Level III, prognostic study. See Guidelines for Authors for a complete description of levels of evidence.

The institute of one or more of the authors (RWTMK, JJPS, GGH, ABW) has received, during the study period, funding from Smith & Nephew Inc (Memphis, TN, USA). One or more of the authors (GGH, HV, ABW) certifies that he or she, or a member of his or her immediate family, has received or may receive payments or benefits, during the study period, an amount of USD (GGH: USD 10,000–USD 100,000; HV: USD 10,000–USD 100,000; ABW: USD 10,000–USD 100,000), from Smith & Nephew.
All ICMJE Conflict of Interest Forms for authors and Clinical Orthopaedics and Related Research editors and board members are on file with the publication and can be viewed on request.
Clinical Orthopaedics and Related Research neither advocates nor endorses the use of any treatment, drug, or device.
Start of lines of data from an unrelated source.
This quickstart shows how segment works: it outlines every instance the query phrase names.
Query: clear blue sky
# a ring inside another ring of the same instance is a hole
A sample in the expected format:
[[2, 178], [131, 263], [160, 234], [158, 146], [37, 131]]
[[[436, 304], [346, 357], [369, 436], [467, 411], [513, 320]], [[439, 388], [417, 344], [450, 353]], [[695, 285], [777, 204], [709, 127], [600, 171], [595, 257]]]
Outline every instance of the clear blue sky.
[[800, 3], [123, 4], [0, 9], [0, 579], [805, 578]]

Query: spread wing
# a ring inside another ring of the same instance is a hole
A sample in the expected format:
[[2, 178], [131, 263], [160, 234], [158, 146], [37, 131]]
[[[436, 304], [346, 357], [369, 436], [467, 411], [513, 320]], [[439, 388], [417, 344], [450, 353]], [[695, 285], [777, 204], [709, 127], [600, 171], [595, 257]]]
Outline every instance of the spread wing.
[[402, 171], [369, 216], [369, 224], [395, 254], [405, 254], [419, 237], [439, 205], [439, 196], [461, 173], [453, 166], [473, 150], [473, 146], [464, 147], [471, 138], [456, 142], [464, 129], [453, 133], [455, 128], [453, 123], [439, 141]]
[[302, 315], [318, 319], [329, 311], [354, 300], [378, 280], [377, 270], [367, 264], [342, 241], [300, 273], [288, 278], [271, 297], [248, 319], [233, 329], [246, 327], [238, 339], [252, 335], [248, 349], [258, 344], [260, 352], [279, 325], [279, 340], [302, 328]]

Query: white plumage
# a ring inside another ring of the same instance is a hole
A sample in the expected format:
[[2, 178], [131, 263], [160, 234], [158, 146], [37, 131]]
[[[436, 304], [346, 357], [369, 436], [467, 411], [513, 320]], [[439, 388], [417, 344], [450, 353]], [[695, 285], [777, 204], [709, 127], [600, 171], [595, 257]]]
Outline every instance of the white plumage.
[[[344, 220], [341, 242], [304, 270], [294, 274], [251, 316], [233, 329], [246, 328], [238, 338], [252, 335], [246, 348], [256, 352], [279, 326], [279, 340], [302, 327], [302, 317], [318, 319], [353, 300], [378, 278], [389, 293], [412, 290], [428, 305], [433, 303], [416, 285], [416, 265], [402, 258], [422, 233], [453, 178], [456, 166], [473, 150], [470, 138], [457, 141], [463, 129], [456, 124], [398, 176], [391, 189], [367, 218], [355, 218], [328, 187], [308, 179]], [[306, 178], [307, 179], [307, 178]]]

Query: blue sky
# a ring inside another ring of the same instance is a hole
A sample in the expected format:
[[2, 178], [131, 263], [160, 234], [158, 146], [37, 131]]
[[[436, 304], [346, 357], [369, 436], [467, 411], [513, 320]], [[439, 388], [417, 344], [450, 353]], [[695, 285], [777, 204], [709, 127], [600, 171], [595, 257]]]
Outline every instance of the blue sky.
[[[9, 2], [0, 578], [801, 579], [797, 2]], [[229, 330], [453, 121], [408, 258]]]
Readers are encouraged to always seek additional information, including FDA-approval status, of any drug or device prior to clinical use.
Each author certifies that his or her institution approved or waived approval for the human protocol for this investigation and that all investigations were conducted in conformity with ethical principles of research.
This work was performed at the Sint Maartenskliniek, Nijmegen, The Netherlands.